# Jewel Cichlids



## Atchu (Aug 4, 2008)

Hi Guys,
i am planning to get a pair of large Jewel Cichlids for m 72 G tank. I got redzbra, frontosa, blue dolphins, yellow labs etc.. in my tank.. can i mix jewel cichlids with these ? does anyone have experience with Jewel Cichlids ? are they very agressive ?


----------



## ashilli48 (May 14, 2006)

I had a single jewel hang out with a tank full of Mbuna for a couple of years. However, I have read that a breeding pair will cause quite alot of mayhem in your tank. Of course, what breeding apir doesn't? :?


----------



## bourgoine (Jul 16, 2008)

I have one Jewel in a 46 gallon tank with a few africans and he is the bully of the tank. I have been considering taking him out of the tank because he is just to aggressive for my other fish. If you do decide to get a pair make sure you have plenty of hiding for your other fish.


----------



## aTrueAfrican (Aug 7, 2008)

Jewels are a riverine cichlid not from lake malawi and they are aggressive when spawning would not make a good mix with what you have also your Frontosa is Tangynikan so really questionable with your mbuna and blue dolphin,I always try to keep cichlids with others from the same region meaning same lake but u still have to be careful there as well because of the dirrerent feeding habits and sizes of cichlids.Best of luck to you though and welcome to the wonderfull world of African cichlids


----------



## Atchu (Aug 4, 2008)

what are the different feeding habbits ? i got the frontosas 2 months ago... and feeding them Cichlids flakes... they appears to be healthy and getting along with the others...


----------



## Willy W0nka (Jun 2, 2008)

bourgoine said:


> I have one Jewel in a 46 gallon tank with a few africans and he is the bully of the tank. I have been considering taking him out of the tank because he is just to aggressive for my other fish. If you do decide to get a pair make sure you have plenty of hiding for your other fish.

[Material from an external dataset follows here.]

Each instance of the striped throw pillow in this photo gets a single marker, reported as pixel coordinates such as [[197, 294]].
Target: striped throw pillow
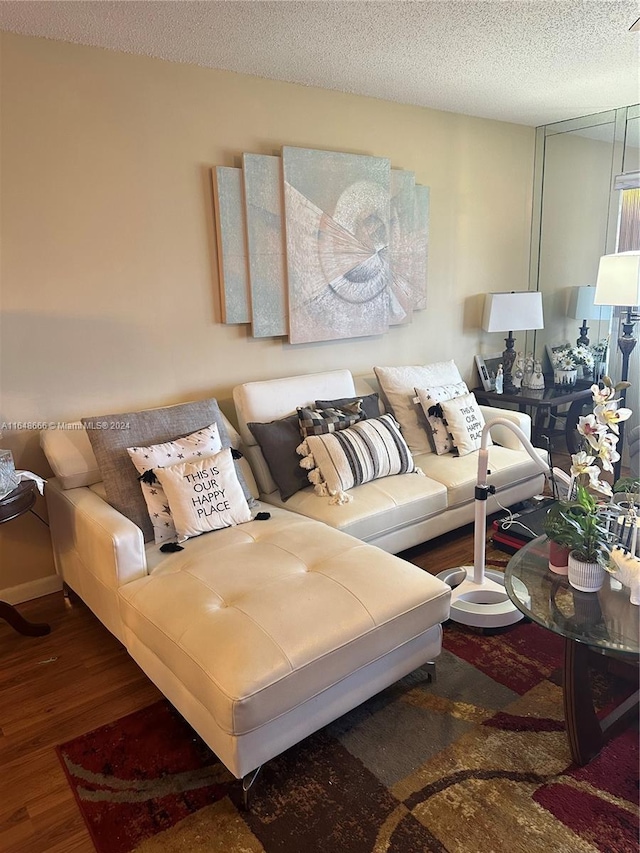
[[370, 449], [322, 421]]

If you haven't already done so, I would take the Jewel out. I had one in my 45gal mbuna tank and it didn't take long for it to decide who was going to be boss. My Livingstonii wasn't even up for the challenge!

I would really shy away from mixing fish from other regions together. It's already unpredictable enough at times mixing them from the same region!


----------



## Joea (May 25, 2004)

Jewels can be fiercely protective of their fry and can quickly take over a tank causing stress, injury and often death to tank-mates.

A 72 gallon tank is simply not suitable for Frontosa, which are best in large groups in nothing less than a 6 foot, 125 gallon tank. They can reach 15 inches in length and can easily make a meal out of most mbuna. _Cyrtocara moorii_ (Blue Dolphin) will also outgrow this tank eventually.


----------



## KMNL (Sep 4, 2008)

Atchu said:


> Hi Guys,
> i am planning to get a pair of large Jewel Cichlids for m 72 G tank. I got redzbra, frontosa, blue dolphins, yellow labs etc.. in my tank.. can i mix jewel cichlids with these ? does anyone have experience with Jewel Cichlids ? are they very agressive ?


I have two jewels with my mbunas and peacocks. The one is aggressive and the other one just hangs out and does its own thing. When they get older, you might have to seperate them.


----------



## Woundedyak (Oct 19, 2007)

I've been baby sitting a pair of red jewels for a buddy while he moved. I put them in my Hap and Peacock tank. I was a little worried that the jewels might take a beating due to there small size. Boy,was I wrong! After a week they decided to pair up and breed. That little tiny male had 15 fish three times the size of him pushed to one side of the tank(110gal). I set up a 30gal for them and tranfered everyone over. Jewels make really good parents. I've givin most of the babies away. I have about 15 left at about 8 weeks. No problems yet!


----------